Colorado's looming water crisis got some attention Wednesday.

With the state's population expected to double to 10 million by 2050, Colorado will need another 500,000 acre feet of water, said Alan Hamel, chairman of the Colorado Water Conservation Board.

"If we just stand by, we will be hit by a slow moving train," he said.

Hamel spoke to about 35 people during one of the Southern Colorado Business Partnership's community engagement meetings. The session was held at Pikes Peak International Raceway.

Attendees also received updates about two key factors in the state's water future.

They heard from Mark Pifher, principal project manager for Colorado Springs Utilities about the Southern Delivery System and the Fountain Creek watershed, Flood Control and Greenway District.

Part of the water crisis is being caused by rapid growth. But another big element is ongoing drought conditions, Hamel said.

Colorado is in the midst of a drought that has cut drastically into the state's supply of water, especially from mountain snowpack.

"The climate appears to be different today than it was years ago," said John Fredell, SDS program director.

SDS, he said, is "one of the solutions for the 2040-2050 time frame."

The massive pipeline will bring water from the Arkansas River to Colorado Springs.
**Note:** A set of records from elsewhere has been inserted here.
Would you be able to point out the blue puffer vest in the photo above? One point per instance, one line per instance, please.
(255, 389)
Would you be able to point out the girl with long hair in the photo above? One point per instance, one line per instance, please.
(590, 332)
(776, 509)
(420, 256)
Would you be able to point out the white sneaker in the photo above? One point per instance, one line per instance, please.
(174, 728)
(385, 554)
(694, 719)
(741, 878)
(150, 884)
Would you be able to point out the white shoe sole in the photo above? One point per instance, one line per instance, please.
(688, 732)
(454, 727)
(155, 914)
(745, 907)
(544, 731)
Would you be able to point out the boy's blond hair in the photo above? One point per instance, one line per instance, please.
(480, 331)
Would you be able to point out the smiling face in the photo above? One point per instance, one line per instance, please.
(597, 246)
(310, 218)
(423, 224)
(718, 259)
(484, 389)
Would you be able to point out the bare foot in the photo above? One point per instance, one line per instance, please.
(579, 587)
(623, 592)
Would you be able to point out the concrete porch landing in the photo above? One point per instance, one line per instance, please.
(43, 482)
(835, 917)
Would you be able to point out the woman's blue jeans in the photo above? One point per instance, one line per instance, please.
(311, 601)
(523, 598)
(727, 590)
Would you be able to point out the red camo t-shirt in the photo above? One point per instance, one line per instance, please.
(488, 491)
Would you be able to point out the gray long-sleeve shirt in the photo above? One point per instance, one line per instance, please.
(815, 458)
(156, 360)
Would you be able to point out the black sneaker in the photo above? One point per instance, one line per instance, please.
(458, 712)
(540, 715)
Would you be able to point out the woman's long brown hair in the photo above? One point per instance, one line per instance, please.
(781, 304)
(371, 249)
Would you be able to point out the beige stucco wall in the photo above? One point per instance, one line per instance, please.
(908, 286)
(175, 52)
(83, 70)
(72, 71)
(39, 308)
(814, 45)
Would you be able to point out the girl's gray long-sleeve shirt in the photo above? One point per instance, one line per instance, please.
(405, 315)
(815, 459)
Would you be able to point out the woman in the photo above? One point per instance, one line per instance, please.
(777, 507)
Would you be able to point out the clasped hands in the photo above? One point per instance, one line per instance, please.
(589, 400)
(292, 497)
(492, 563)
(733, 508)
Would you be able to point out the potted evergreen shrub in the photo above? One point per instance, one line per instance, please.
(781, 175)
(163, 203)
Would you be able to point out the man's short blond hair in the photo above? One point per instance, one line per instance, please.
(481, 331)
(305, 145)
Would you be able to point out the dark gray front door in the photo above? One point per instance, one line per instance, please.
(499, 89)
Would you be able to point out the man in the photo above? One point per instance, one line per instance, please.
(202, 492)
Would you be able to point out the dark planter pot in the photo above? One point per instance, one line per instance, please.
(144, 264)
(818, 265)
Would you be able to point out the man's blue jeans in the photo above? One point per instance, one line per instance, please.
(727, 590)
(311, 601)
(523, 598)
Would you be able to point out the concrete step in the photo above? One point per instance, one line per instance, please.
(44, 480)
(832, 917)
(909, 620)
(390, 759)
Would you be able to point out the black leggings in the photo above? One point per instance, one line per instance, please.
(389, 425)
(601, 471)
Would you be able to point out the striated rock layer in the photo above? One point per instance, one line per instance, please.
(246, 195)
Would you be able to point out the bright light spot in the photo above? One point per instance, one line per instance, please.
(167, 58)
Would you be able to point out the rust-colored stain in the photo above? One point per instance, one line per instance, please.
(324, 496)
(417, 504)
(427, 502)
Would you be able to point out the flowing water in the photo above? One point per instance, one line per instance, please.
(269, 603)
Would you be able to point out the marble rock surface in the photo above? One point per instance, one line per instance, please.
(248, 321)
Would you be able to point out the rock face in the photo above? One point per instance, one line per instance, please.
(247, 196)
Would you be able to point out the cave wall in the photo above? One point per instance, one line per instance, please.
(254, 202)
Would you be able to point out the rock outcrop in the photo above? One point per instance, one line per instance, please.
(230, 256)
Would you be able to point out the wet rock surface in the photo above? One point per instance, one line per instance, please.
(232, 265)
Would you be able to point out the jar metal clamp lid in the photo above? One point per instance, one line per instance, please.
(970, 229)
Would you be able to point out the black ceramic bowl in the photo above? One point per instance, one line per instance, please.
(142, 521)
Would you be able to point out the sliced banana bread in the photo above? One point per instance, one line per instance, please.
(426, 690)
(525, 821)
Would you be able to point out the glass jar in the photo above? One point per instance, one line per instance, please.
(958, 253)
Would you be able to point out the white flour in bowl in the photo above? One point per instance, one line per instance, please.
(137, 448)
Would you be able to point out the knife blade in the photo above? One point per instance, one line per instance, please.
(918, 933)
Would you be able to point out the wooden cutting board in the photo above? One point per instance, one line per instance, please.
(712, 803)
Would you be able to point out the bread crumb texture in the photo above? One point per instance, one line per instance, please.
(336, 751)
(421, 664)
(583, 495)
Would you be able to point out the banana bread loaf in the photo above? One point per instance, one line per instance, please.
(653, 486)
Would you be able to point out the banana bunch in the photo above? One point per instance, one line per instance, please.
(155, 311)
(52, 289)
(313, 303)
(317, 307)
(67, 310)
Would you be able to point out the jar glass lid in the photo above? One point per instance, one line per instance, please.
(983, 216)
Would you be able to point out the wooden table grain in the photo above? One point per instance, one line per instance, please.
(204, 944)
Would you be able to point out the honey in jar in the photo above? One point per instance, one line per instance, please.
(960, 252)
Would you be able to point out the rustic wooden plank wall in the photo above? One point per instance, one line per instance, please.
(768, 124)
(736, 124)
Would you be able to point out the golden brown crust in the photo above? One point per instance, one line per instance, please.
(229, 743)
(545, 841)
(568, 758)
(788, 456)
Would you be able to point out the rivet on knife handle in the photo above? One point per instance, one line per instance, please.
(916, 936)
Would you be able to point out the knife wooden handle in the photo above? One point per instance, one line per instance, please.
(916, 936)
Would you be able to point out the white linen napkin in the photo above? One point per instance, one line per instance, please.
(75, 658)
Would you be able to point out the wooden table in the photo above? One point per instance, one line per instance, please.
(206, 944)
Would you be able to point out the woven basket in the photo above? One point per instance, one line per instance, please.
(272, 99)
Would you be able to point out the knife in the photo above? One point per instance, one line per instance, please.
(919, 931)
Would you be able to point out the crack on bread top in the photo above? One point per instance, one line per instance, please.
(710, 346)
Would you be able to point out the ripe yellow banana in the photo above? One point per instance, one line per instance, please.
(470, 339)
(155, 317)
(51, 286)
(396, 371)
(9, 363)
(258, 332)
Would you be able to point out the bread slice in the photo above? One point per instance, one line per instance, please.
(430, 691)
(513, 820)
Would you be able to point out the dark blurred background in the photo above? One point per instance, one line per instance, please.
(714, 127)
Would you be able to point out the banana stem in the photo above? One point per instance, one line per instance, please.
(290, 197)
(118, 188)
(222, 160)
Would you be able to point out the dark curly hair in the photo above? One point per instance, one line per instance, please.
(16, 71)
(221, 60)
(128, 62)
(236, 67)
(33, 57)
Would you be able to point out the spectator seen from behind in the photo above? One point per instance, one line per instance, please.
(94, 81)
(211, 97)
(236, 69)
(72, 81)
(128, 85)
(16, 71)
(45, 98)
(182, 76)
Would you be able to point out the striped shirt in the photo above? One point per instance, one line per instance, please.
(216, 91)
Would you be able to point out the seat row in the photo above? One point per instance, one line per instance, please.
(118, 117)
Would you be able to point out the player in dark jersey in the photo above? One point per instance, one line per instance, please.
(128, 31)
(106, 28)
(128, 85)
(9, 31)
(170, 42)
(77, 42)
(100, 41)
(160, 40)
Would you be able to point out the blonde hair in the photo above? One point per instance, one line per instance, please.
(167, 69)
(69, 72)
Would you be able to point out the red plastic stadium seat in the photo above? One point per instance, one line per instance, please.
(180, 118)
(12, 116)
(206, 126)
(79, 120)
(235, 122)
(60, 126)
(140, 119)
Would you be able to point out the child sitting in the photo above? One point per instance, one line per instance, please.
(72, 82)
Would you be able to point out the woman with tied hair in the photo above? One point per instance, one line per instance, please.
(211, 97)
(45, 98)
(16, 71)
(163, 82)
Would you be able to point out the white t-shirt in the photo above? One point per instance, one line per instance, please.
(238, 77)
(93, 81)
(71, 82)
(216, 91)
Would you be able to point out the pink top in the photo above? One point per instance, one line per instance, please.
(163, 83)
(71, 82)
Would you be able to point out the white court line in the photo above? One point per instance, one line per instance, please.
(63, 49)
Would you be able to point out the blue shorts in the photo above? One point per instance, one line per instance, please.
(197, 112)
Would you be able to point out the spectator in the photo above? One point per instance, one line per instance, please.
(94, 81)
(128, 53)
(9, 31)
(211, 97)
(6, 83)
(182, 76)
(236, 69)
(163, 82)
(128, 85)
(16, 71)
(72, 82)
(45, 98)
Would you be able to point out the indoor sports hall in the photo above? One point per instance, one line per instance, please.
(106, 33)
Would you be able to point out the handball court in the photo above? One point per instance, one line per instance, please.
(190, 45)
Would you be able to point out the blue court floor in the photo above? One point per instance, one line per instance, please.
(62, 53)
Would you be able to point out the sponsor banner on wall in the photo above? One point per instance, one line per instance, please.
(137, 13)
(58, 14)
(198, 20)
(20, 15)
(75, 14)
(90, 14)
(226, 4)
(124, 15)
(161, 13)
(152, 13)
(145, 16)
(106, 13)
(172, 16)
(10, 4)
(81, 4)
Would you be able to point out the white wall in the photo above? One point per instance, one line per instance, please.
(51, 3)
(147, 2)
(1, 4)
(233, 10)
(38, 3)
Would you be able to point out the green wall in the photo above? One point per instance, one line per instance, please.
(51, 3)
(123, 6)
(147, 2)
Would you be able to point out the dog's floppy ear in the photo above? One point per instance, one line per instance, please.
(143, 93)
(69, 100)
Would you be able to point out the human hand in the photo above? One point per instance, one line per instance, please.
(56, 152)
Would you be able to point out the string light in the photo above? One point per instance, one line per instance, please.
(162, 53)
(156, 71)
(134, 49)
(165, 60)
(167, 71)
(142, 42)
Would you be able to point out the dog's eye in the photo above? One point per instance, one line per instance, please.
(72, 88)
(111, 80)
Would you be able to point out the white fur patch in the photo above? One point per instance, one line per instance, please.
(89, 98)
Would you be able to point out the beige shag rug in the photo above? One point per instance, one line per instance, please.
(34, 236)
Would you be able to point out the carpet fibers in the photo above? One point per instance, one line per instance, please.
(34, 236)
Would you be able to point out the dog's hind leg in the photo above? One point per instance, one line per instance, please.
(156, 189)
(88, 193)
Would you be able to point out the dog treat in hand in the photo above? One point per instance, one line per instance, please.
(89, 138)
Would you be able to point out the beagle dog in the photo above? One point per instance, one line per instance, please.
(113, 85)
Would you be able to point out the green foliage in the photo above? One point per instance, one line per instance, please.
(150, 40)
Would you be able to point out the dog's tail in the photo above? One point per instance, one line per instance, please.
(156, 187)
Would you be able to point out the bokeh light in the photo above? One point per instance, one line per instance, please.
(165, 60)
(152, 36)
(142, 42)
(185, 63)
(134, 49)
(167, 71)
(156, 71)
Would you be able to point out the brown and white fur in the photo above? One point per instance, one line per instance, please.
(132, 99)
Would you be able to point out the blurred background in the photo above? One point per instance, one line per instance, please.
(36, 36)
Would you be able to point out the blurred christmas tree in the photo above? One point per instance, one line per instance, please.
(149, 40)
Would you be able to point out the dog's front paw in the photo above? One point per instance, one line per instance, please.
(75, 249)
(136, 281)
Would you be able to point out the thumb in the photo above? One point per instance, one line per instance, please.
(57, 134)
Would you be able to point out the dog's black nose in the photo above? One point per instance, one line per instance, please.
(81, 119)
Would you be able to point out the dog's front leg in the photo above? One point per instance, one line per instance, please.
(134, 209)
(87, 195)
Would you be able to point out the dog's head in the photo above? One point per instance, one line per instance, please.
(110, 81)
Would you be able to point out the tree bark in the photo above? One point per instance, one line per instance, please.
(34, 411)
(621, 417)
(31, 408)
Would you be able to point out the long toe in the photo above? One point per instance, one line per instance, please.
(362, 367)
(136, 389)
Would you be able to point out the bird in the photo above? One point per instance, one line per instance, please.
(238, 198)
It's on schedule, Fredell said.

And it's pumped money into the southern Colorado economy.

Nearly $265 million has gone to businesses in southern Colorado and 325 business have been involved in its planning and construction.

SDS "by far is the biggest constructing project going on at this point in time in southern Colorado," Fredell said. "We want to make sure the money stays in Colorado and preferably stays in southern Colorado."

There's plenty yet to be done, Hamel said.

A draft of Colorado's water plan needs to be completed, public feedback needs to be collected and a final plan needs to be submitted to the governor's office by December.

The final product will be presented in December 2015.

That plan will address the gap between growth and water supplies, address ways to lessen the impact on agriculture, protect and enhance rivers, and create incentives for a more efficient regulatory process.

"Now is the time to bring us all together," Hamel said.